His mother, Dolores Ross, and father, James Ross Sr., had three children: James Ross, Dennis Ross and Art Ross.
He worked many different jobs in his youth and as he aged. He had worked in the oil field for over 40 years and before his retirement he hauled pipe across the state.
He was preceded in death by Delores and James Ross Sr., and many other family members.
He is leaving his daughter Staci Ross, his two grandchildren Justin Ross and Rylee Ross, his two brothers Dennis and Art Ross, and many other friends and family.
Jane Anne Ross: 1953 – 2022
Jane Anne Ross passed away in her home on May 8, 2022.

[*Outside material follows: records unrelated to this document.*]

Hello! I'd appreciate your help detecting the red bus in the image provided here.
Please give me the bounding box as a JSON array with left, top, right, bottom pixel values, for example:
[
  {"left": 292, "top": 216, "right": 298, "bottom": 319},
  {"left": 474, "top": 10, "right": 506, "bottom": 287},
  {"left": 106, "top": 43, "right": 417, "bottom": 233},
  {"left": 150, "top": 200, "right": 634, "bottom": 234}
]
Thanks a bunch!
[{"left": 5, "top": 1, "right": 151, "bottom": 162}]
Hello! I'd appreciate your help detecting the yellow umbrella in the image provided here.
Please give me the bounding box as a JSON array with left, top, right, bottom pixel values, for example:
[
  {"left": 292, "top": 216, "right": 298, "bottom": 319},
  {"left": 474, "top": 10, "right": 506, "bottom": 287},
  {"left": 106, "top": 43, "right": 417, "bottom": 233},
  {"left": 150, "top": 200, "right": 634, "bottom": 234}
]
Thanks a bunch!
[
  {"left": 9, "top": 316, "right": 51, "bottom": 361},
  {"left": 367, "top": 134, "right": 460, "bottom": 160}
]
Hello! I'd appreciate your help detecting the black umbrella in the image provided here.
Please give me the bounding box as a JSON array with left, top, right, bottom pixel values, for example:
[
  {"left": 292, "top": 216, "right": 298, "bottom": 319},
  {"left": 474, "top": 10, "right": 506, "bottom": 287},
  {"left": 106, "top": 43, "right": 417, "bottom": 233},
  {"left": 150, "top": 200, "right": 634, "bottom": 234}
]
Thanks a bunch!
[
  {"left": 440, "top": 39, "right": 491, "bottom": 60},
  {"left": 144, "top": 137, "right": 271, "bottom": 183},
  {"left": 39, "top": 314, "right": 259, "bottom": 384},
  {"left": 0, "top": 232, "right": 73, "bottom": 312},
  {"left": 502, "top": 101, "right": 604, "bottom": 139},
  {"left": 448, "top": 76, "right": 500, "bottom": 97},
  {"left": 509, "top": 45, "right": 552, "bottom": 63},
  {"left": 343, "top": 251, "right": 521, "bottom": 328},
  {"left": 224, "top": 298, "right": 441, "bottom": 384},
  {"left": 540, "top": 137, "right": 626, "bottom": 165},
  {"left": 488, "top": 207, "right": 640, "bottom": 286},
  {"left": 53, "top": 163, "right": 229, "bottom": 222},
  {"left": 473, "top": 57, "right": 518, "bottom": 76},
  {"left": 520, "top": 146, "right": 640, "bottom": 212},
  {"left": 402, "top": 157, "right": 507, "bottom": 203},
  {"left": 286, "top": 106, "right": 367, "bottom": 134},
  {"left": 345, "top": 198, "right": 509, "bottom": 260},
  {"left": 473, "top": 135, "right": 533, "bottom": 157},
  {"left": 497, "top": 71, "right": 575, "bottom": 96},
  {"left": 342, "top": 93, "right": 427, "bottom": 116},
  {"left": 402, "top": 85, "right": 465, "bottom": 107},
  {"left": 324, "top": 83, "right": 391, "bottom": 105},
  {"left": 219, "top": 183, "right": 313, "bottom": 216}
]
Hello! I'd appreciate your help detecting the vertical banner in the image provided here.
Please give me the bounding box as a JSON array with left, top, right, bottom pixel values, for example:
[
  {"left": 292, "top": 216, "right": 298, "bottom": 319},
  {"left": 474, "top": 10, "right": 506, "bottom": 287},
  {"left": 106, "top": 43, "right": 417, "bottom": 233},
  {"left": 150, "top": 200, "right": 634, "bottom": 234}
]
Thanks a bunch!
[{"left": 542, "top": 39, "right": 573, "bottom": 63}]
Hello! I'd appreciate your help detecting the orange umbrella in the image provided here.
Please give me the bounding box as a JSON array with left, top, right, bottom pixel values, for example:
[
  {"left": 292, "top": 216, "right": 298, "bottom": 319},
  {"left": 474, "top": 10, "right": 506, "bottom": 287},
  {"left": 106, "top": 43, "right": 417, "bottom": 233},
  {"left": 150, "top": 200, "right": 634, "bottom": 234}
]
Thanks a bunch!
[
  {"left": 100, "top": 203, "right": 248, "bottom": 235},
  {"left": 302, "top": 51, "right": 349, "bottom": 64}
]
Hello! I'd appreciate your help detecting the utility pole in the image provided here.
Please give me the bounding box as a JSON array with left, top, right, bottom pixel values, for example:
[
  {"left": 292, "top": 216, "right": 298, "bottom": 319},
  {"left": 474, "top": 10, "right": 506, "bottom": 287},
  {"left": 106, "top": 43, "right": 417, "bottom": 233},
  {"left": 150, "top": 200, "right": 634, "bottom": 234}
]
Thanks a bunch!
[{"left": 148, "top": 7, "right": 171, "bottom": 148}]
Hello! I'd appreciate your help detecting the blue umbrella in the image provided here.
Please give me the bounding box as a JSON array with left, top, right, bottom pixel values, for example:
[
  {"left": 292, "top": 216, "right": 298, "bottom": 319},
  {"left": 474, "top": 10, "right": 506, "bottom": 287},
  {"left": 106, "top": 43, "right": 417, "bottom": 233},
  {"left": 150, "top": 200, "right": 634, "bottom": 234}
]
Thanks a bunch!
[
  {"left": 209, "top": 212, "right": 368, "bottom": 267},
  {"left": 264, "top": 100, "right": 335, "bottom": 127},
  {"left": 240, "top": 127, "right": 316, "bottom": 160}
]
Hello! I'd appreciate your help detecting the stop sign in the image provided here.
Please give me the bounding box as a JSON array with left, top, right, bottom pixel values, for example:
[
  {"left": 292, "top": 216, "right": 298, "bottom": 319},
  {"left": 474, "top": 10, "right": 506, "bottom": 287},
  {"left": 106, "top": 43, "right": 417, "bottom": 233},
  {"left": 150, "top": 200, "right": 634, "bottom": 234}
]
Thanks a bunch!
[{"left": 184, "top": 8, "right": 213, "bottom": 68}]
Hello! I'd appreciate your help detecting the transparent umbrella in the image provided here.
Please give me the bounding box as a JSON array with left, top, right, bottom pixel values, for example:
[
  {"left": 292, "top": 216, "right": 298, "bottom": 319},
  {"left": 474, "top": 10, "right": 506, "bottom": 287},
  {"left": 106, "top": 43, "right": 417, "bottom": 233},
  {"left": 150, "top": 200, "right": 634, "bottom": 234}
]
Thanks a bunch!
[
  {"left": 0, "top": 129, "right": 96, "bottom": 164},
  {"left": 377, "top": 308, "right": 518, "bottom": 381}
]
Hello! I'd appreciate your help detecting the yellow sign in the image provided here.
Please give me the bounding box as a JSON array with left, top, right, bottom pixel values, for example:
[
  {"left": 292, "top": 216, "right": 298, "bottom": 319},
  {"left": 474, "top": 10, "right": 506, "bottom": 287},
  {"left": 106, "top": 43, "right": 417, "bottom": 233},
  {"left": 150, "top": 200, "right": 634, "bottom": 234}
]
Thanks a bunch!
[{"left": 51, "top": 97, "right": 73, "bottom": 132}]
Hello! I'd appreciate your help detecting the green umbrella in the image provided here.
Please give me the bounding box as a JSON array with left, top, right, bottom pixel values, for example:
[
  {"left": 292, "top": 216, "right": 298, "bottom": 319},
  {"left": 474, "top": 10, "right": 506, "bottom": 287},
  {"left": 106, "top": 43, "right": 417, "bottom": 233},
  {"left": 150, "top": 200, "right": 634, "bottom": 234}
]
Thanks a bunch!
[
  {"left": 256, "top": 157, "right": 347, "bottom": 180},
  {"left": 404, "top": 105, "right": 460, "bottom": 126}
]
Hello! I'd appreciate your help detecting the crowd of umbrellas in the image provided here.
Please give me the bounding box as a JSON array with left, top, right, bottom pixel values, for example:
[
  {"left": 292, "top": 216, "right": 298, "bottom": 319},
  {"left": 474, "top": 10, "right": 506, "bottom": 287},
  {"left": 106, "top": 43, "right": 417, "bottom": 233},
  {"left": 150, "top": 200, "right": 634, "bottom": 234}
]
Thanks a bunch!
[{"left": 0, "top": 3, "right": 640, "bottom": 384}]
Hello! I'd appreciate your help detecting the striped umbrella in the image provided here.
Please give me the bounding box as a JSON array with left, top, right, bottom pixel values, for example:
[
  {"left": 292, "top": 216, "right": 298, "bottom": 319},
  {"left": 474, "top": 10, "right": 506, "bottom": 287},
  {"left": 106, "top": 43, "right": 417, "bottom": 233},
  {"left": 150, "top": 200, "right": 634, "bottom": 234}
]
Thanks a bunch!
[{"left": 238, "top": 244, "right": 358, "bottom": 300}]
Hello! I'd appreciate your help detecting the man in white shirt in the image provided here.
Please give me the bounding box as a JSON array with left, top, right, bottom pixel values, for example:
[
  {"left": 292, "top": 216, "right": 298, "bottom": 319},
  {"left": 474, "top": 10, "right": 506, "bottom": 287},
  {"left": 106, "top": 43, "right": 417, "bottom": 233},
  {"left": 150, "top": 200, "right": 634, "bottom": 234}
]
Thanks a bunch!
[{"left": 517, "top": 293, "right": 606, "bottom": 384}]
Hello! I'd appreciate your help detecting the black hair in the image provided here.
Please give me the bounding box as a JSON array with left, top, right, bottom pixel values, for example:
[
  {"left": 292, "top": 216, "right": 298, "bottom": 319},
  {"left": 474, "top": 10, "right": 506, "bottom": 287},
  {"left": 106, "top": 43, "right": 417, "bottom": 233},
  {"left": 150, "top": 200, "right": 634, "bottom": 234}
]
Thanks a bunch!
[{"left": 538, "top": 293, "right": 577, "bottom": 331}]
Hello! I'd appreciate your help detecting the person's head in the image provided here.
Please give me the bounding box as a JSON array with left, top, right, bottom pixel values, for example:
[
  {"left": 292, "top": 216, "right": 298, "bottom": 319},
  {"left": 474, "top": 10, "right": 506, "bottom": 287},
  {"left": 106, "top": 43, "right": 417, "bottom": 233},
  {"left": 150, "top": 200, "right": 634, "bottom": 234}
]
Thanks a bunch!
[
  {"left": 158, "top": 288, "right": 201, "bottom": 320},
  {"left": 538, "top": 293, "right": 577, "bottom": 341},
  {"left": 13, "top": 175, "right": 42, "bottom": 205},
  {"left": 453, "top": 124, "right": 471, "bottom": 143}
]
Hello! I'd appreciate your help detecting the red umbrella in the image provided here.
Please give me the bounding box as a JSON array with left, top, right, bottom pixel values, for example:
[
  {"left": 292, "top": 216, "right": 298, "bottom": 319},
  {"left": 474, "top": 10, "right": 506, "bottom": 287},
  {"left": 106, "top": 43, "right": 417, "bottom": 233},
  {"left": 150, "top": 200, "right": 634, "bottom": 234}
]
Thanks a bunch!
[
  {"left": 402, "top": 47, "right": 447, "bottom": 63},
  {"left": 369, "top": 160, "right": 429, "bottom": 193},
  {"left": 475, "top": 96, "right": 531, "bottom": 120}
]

Jane had a blessed life full of love and happiness. She was just 18 when she married James Ross (Jimmy). They had been married 50 years as of this past April 13.
Jane worked at Red Barn for 10 years before starting a house cleaning business. She did this for many joyful years before landing a career at the senior center, where she worked as a Senior Companion up until her retirement in 2012.
Jane loved her family very much. She had one daughter, Staci, and two grandchildren, Justin (15) and Rylee (5). They were the light of her life and she truly adored them.
Jane had two brothers, Richard and Jerry, and a sister, Diane Parke. They all were very close. She loved all the holidays and special occasions — especially her birthday on July 4.
She was preceded in death by her mother Ruth Ritz, her father Richard Parke, her brother Richard Ritz, and many other beloved family and friends.
She is leaving a daughter, Staci Ross, and two grandchildren, Justin and Rylee Ross. She is also survived by her brothers Richard and Jerry Parke, her sister-in-law Susie Parke, and many other friends and family.
Deborah Dianne Marsh: June 29, 1951 – May 6, 2022 (age 70)
Deborah Dianne Marsh passed away on May 6, 2022 at Wyoming Medical Center surrounded by family.
Deb was born in Billings, Montana on June 29, 1951 to Phillip and Eva Cox. They moved to Casper in 1955, where Deb graduated from Kelly Walsh High School in 1969.
In 2008, Deb was diagnosed with stage 5 breast cancer, but she refused to let it get the best of her. She battled it head-on and inspired many others in her own cancer journey. Deb was a proud Wyomingite who lived life on her own terms; that’s what truly made her who she was.
Deb is survived by her husband Charlie, son Trevor, daughters Brandee Schulte (Casper) and Courtney Allen (Temecula, CA), grandchildren, and dogs Ozzy and Oakley Ann. A celebration of life will be held at the Eagle’s Club on Saturday, May 21, 2022 from 1 to 3 p.m.
Arrangements are entrusted to the care of Bustard & Jacoby Funeral Home, 600 CY Ave., Casper, WY 82601.